Господин Фенелон убеждал меня, что мы должны принести свой разум в жертву Богу. Он красноречиво доказывал мне, что царство Божие внутри нас, и что его можно достичь еще при жизни, с условием, что мы будем невинны, как дети, что мы откажемся от премудрости и сознания собственной добродетельности; тогда лишь мы сможем познать тот мистический союз, в коем душа не принимает Господа, но растворяется в Нем…
Дама, которую мы вскоре приняли в наш «монастырь», помогла мне найти путь к заветной цели, предложенной господином Фенелоном.
Эту женщину звали Жанной Гюйон-Дюшенуа; она была провинциалка, вдова и очень богата. Подруги мои заинтересовали меня судьбою этой женщины в 1689 году, попросив за нее: к тому времени она уже больше года находилась в тюрьме по приказу архиепископа Арле де Шамваллона, который обвинил ее в ереси за речи, которые она держала перед людьми. Герцогиня де Бовилье, знакомая с госпожою Гюйон уже много лет, заверила меня, что несчастная подвергается несправедливым гонениям, что на самом деле она истинная святая. Герцогиня Бетюнская, дружившая некогда с мужем этой дамы, заявила, что архиепископ ищет лишь состояния Гюйонов: этим тюремным заключением он якобы хотел принудить госпожу Гюйон отдать дочь за своего племянника Арле.

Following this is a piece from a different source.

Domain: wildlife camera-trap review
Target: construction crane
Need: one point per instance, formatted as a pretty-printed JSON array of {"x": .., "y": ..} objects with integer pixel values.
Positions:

Послушав их, я добилась освобождения госпожи Гюйон из тюрьмы, чем разъярила архиепископа Парижского; впрочем, мне было приятно досадить этому человеку, которого я нимало не уважала и который сильно стеснял меня своим сообщничеством с отцом Лашезом.
Выйдя из заточения, госпожа Гюйон естественно приехала в Сен-Сир благодарить меня; я увидела женщину средних лет, мужеподобную, косоглазую, с лицом, побитым оспой; зато она так смиренно говорила о своем пребывании в тюрьме и так пламенно о любви к Господу, что ее речи буквально заворожили меня. Я стала часто приглашать ее к себе и даже оставляла обедать. Правда, меня слегка смущало то, что при всем своем благочестии она слишком обнажала руки и плечи, но я убедила себя, что внешность ее в любом случае не способна пробудить вожделение, и отнесла сию нескромность за счет ее провинциальных манер. Не помню, кому из нас пришла в голову мысль приглашать ее обедать в наш кружок; так или иначе, вскоре она стала появляться у нас регулярно.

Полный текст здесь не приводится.